I know I shouldn't have but I did... I purged again... I have no control... but something scared me tonight. My lips and tongue are numb and tingly. I am probably just making something out of nothing but is it something to worry about? It has never happened before (probably the reason I am worrying a little)... has this happened to anyone else??
This sounds like a symptom of hyperventilation. Were you perhaps breathing too quickly or panicking a bit during your purge?
You really need to evaluate your priorities. I know ballet is everything to you but right now you are way too sick to keep it up. One of these days you are going to break a bone landing a jump or your heart will just stop. You won't have a career in ballet if your muscles, bones and heart are all wasted. From your previous posts you're struggling everyday and still trying to keep up the rigours of ballet. I think you know what you need to do. Your ballet career will be a moot point if you're dead. Please speak with your team, be totally honest and get healthy. You deserve to have all your dreams come true and have a happy healthy life but right now you are drowning. You are too beautiful and talented to waste it this way.
I just looked at your picture...It must be such a pleasure to be able to do what so many other people want to but can't. You might of course have a gift for it, but I know very well that nothing that good can be achieved without constant practice. so you have worked so hard to excel at one of the hardest performance arts, that means you're strong as hell. and I'm not just saying that, you know it's true. please search for it and you will find that strength buried inside you. just remember to look for it next time you're about to purge. you'll get there in time.
and a personal note to make you realize what you have and should try hard not to lose...

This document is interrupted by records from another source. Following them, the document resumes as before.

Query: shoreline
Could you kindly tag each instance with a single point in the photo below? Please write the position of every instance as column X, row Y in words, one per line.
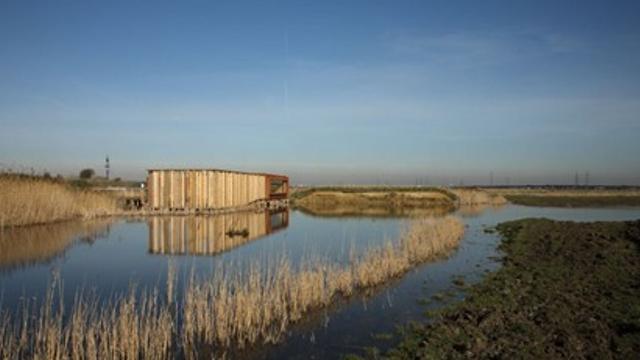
column 565, row 289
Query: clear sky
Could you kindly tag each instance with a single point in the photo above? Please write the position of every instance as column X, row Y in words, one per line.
column 341, row 92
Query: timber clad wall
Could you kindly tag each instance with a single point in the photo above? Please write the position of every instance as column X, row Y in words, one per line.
column 211, row 189
column 182, row 235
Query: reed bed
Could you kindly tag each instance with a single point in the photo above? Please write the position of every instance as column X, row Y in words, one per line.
column 229, row 310
column 29, row 200
column 473, row 197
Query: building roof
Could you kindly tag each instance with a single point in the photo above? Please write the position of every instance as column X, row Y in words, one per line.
column 219, row 170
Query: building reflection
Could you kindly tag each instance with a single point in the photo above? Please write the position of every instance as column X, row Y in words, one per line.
column 210, row 235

I have been overweight all my life, so my dreams of being a ballerina were just dreams. but at one point (when I was 20 or smtg) I couldn't help it and bought a pair of pale pink pointe shoes. size 39 :-) they're gracefully sitting in my showcase cabinet, next to other items from my childhood. i sometimes put them on - seated, of course...

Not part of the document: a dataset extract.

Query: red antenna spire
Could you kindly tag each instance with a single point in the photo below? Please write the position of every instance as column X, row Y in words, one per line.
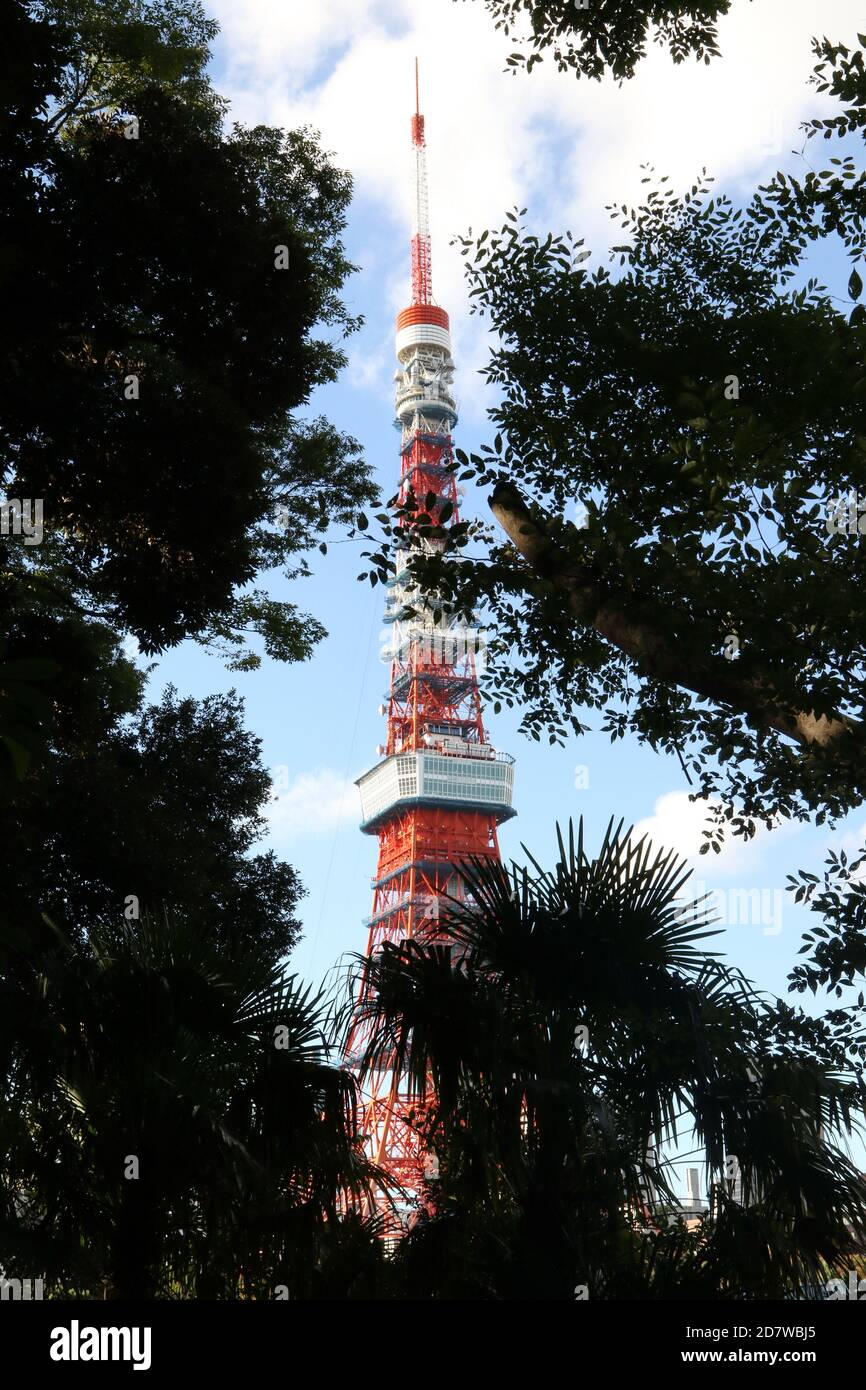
column 421, row 266
column 439, row 791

please know how privileged you are and don't waste it. come here and look for help before you purge so we can help you.
Thank you all so much. I know I have so much to lose, I know that I'm sick, I know that this all needs to stop but I am so stuck. I can't seem to sway ed thoughts. I have lost myself and the only time I remember who I am is when I am dancing. I am so scared to lose me forever and I feel that if I have to stop ballet I will and then recovery will never happen. My lips are now blue and my body is so heavy I feel like I can't move. I used to not be able to sleep and now I can't wake up my flatmate has to come in a wake me. I have now started lying in my food dairy because I don't want my therapist to take ballet away. What is wrong with me? Why hasn't any of this scared me into getting better. I don't want to die, I don't want to lose my friends and family, I don't want to throw away all the years of work and dedication to the one thing I absolutely love but I don't know how shut this stupid thing up!

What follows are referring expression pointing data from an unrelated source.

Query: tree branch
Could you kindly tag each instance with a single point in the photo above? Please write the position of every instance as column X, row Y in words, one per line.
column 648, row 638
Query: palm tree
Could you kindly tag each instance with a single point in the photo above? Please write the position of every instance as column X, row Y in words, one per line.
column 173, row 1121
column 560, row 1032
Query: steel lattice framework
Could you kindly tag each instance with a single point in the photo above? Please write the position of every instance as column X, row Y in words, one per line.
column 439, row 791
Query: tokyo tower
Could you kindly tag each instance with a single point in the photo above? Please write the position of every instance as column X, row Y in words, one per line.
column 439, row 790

So sorry for the vent... I just feel like these forums are the only place I can be honest because everyone around me is so frustrated with me and just keeps saying "you know what you need to do, we will support you but only if you actually show us that you want to change"... I just want to curl up and stay there until this magically goes away... which I of course know won't happen.
Hey Hun =)
You need to get honest with your treatment team NOW!!!! The human body is incredible, but you can only push it so far before it starts to break down, and you have pushed your body to it's ABSOLUTE limit - the next stop is death. You can't muck around any more. You need to start eating enough and you need to do it now, otherwise the next comment you get from these forums will be RIP. Like hacibarnabas said you are a strong, capable, disciplined young woman and you need to take all of that and harness it against the ED. Will it be easy? HECK NO!!! It will quite possibly be the scariest, most anxiety provoking thing of your life, but at this point it's your only option - other than death. Recovery and the freedom that is found through it is AMAZING - and so worth fighting for. To be able to go out with friends and enjoy there company without freaking out over food is awesome. To eat enough so that your body feels, strong, healthy and energetic is great. And to see your personality start to shine again with the heaviness of an ED is fantastic. You need to make a decision what is more important to you life or death? Dance or the ED? and you need to decide now as you are running out of time. I so hope you choose to fight for life and all that it entails (dance, friendships, ect), and I am begging you to start eating enough and to keep it down. But I can't force that on you and it is ultimately your choice. My advice though, is to get mad at the ED for all that it has and is trying to take from you, and whatever it say's just do the complete opposite just to piss it of (excuse my language, but nothing else seemed to express what I wanted to say as well!). The ED is not your friend it is the stealer of your dreams and ultimatly if you let it, your killer! But even now you can turn things around - IF you act NOW! Please do!!!!